Professors Paul Weiss and Anne Andrews was recently profiled in the MIT Technology Review article, “Chemical Connector”.
Paul Weiss, a distinguished professor in chemistry & biochemistry Professor and director of the California Nanosystems Institute who holds the UCLA Fred Kavli Chair in Nanosystems Sciences was profiled by Katherine Bourzac in the September/October 2013 issue of the MIT Technlogy Review.
Bourzac discuses how Weiss “is bringing together nanoscientists and neuroscientists to develop new tools for understanding the brain”, his research collaboration with his wife, Professor Anne Andrews (UCLA Chemistry & Biochemistry and UCLA Psychiatry), and their role in the Brain Research through Advancing Innovative Neurotechnologies (BRAIN) Initiative.
For the full article, please visit the MIT Technology Review.
Paul Weiss & Anne Andrews
Paul S. Weiss received his S.B. and S.M. degrees in chemistry from MIT in 1980 and his Ph.D. in chemistry from the University of California at Berkeley in 1986. He was a post-doctoral member of technical staff at Bell Laboratories from 1986-1988 and a Visiting Scientist at IBM Almaden Research Center from 1988-1989. In 2009, he became Director of the California NanoSystems Institute, Professor of Chemistry and Biochemistry at UCLA, and Fred Kavli Chair in NanoSystems Sciences.
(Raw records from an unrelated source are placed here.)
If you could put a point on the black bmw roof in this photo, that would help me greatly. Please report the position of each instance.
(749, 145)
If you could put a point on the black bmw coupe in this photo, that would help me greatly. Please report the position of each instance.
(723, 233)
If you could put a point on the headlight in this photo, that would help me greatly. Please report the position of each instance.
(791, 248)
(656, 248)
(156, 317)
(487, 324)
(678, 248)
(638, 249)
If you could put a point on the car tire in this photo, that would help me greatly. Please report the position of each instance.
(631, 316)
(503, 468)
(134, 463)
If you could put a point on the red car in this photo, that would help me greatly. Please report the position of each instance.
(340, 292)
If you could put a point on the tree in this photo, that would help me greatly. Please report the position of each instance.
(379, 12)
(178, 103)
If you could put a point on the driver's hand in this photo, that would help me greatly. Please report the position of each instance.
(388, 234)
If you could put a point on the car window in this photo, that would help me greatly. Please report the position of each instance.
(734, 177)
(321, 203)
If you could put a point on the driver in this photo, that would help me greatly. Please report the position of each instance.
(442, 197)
Before coming to UCLA, he was a Distinguished Professor of Chemistry and Physics at the Pennsylvania State University, where he began his academic career as an assistant professor in 1989. His interdisciplinary research group includes chemists, physicists, biologists, materials scientists, electrical and mechanical engineers, and computer scientists. Their work focuses on the atomic-scale chemical, physical, optical, mechanical and electronic properties of surfaces and supramolecular assemblies. He and his students have developed new techniques to expand the applicability and chemical specificity of scanning probe microscopies. They have applied these and other tools to the study of catalysis, self- and directed assembly, physical models of biological systems, and molecular and nano-scale electronics. They work to advance nanofabrication down to ever smaller scales and greater chemical specificity in order to connect, to operate, and to test molecular devices. He has published over 200 papers and patents, and has given over 400 invited and plenary lectures.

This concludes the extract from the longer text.